For instance, in order for a teacher to be paid at the master compensation level – the third and highest rung on the ladder – an educator would need to:
- Have at least 60 percent of his or her students meet student achievement targets.
- Earn at least six “distinguished” components on the state’s teacher evaluation system.
- Have no “unsatisfactory” or “basic” marks on the teacher’s evaluation.
In order to be paid at the professional compensation rung, a teacher would need to:
- Earn a score of “proficient” or higher on 18 or more components of the teacher evaluation.
- Receive no more than four components marked as “basic,” and none ranked as “unsatisfactory.”
- Demonstrate that a majority of students have met student achievement targets.

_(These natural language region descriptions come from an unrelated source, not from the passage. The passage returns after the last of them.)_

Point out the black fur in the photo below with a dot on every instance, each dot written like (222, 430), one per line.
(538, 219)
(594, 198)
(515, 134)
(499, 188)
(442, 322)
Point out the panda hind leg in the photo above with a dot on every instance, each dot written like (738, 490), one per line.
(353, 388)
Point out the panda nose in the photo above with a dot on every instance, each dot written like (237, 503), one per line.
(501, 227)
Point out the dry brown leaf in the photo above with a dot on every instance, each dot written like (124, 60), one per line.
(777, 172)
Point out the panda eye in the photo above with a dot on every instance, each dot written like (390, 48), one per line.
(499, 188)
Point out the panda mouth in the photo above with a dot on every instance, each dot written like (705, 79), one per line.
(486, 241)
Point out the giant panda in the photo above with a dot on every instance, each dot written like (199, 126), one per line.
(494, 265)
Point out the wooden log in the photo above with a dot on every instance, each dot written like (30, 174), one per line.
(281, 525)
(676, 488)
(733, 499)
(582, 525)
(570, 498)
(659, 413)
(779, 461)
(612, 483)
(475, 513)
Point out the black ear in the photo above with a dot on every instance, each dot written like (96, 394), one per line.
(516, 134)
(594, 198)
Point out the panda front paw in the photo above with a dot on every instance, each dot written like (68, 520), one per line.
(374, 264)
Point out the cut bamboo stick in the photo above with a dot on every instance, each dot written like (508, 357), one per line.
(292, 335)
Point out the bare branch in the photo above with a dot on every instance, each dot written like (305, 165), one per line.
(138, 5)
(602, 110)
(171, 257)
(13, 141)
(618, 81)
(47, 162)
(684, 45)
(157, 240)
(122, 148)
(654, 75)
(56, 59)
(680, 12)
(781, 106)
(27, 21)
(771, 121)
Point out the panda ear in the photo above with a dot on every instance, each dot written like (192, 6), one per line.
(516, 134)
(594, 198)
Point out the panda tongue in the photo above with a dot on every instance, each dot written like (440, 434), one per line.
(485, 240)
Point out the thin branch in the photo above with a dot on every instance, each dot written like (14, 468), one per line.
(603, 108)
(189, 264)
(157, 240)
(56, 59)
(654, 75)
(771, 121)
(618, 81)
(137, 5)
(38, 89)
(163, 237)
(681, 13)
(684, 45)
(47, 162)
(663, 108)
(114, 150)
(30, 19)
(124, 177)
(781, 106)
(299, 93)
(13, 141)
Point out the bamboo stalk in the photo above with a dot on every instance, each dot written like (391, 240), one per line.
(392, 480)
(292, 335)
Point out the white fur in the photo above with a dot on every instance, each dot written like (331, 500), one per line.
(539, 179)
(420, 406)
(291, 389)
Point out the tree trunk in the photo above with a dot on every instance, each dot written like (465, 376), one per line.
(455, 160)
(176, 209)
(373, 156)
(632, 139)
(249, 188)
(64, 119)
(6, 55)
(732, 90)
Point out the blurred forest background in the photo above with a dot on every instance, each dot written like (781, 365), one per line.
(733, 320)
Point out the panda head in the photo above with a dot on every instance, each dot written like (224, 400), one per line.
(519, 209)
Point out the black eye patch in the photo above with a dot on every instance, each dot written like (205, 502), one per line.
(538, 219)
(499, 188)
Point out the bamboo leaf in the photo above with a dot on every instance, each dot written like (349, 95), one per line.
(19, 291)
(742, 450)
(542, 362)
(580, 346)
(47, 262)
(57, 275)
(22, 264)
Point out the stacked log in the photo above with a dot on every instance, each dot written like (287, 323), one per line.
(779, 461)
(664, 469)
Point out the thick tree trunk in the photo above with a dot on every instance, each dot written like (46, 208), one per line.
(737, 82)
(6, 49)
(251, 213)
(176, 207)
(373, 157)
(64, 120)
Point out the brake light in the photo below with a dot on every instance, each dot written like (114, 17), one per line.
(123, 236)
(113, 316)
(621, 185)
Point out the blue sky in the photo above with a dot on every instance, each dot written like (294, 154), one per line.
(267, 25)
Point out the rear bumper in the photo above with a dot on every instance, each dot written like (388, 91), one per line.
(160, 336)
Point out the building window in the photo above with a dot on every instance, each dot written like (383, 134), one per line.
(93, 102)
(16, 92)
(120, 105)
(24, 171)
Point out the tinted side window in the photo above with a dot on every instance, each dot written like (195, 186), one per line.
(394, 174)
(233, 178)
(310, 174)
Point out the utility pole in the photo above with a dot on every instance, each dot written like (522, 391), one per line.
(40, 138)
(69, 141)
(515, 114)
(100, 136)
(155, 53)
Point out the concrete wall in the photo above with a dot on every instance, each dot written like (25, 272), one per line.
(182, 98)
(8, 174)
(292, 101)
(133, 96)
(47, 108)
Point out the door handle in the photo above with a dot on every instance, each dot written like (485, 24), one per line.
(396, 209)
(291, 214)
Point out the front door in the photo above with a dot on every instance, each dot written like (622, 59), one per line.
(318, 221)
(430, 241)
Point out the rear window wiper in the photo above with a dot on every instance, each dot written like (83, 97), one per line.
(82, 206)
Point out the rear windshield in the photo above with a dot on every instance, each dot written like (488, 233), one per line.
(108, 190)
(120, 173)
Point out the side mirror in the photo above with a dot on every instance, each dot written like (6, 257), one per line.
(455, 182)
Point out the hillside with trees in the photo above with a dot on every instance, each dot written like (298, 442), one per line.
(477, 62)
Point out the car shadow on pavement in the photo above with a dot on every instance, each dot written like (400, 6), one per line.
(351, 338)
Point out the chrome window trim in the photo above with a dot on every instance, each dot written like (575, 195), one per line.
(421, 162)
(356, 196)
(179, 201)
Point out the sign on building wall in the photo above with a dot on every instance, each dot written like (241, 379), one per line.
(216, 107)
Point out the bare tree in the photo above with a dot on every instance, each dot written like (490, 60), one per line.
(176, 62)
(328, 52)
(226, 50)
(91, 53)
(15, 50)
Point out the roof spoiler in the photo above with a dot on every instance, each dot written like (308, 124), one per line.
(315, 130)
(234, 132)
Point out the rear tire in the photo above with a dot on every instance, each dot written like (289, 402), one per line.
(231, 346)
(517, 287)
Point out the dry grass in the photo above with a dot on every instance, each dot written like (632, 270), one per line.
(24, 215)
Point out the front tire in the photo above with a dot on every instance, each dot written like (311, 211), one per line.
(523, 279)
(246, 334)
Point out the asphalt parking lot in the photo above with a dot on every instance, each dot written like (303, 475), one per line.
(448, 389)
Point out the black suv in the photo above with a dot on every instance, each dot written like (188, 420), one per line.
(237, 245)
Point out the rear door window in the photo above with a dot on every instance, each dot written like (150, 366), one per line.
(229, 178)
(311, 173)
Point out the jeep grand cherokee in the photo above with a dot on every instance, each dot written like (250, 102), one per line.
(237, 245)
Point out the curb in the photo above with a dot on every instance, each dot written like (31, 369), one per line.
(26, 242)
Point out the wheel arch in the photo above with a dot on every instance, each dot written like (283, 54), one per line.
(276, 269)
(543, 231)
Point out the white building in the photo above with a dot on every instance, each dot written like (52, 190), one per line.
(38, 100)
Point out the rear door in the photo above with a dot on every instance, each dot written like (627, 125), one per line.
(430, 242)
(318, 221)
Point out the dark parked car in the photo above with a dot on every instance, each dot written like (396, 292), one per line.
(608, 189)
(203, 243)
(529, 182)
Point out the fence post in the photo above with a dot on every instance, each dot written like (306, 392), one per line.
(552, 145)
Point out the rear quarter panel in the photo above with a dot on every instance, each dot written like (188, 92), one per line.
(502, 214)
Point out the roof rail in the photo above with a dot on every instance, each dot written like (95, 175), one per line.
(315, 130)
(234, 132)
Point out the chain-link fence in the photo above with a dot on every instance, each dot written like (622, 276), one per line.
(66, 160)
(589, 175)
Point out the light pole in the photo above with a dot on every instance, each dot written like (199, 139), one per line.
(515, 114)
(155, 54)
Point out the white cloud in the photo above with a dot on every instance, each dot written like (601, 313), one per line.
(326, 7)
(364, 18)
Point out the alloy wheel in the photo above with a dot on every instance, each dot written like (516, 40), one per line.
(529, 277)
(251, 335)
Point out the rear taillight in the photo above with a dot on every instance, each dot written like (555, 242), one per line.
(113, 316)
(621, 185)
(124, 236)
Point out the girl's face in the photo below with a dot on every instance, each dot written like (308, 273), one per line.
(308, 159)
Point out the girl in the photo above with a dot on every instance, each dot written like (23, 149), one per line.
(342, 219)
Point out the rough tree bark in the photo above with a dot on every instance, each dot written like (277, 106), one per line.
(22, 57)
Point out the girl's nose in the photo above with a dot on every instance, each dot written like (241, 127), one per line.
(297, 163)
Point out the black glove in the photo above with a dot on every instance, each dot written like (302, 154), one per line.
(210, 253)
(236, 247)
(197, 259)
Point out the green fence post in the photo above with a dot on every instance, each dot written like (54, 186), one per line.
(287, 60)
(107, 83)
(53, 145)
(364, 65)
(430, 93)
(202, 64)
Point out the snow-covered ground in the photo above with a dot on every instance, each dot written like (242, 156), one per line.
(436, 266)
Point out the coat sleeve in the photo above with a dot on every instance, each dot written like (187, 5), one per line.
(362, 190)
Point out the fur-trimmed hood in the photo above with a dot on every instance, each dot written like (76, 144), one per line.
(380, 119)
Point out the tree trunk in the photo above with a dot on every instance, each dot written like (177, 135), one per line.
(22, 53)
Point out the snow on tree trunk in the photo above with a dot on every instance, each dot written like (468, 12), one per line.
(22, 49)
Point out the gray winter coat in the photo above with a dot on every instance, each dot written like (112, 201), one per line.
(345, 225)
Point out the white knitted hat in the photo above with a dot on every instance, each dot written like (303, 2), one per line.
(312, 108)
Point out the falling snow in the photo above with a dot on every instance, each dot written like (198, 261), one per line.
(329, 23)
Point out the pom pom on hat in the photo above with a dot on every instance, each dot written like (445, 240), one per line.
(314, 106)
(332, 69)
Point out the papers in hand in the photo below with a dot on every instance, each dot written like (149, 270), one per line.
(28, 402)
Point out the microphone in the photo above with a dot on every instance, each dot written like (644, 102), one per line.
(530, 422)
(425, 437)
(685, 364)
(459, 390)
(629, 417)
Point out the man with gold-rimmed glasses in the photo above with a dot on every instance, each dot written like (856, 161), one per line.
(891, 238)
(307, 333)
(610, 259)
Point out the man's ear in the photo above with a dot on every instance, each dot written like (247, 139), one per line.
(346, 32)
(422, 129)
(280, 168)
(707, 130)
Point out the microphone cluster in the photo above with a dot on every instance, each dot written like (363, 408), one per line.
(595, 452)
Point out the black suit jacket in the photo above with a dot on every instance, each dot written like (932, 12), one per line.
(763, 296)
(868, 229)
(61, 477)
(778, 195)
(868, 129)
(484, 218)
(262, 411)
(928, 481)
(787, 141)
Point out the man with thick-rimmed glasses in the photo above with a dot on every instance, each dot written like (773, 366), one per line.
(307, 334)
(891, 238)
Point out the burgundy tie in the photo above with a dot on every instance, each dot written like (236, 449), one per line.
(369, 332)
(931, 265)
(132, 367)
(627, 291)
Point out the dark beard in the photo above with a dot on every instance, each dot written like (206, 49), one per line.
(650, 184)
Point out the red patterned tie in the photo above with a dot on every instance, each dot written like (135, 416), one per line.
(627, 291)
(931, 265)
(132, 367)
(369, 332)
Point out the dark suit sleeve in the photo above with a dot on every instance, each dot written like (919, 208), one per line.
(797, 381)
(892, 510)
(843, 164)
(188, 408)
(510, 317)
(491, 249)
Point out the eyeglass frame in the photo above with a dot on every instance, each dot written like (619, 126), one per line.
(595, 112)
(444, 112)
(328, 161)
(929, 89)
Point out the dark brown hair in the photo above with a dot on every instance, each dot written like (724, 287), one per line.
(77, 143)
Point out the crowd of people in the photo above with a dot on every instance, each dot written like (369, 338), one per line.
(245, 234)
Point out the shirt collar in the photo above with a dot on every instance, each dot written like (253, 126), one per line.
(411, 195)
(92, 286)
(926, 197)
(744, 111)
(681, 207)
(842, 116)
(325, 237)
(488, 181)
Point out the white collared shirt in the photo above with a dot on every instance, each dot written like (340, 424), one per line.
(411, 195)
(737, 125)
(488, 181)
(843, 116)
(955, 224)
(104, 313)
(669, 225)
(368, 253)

The new pay plan would also reward teachers for continuing their education. The state will pay districts $2,000 more per year for each teacher with a bachelor’s degree who earns 24 more additional education credits. For teachers holding a master’s degree, that jumps to $3,500 annually. For teachers with a doctorate, that jumps to $6,000 per teacher per year.
Board member Bill Goesling initially appeared reluctant to vote for the pay plan, saying he observed confusion and uncertainty among school district leaders he met with in recent days. He suggested board members delay a vote until additional public hearings could be staged, saying he didn’t want the process to mirror Propositions 1, 2 and 3, which were approved by the 2011 Legislature and overturned by voters in 2012.
Other board members pointed to the three public hearings they staged in conjunction with the tiered licensure proposal – as well as the subcommittee meetings that took place this summer.
“This is a product of almost two years of work by a group of education stakeholders,” board member Richard Westerberg said. “The process used to build the proposal was as open and transparent as any I’ve seen in the state of Idaho.”
In the end, the recommendation passed unanimously.
In order for the pay plan to be implemented, it would need to be introduced in the form of a bill during the legislative session, clear both the House and Senate and avoid Otter’s veto stamp.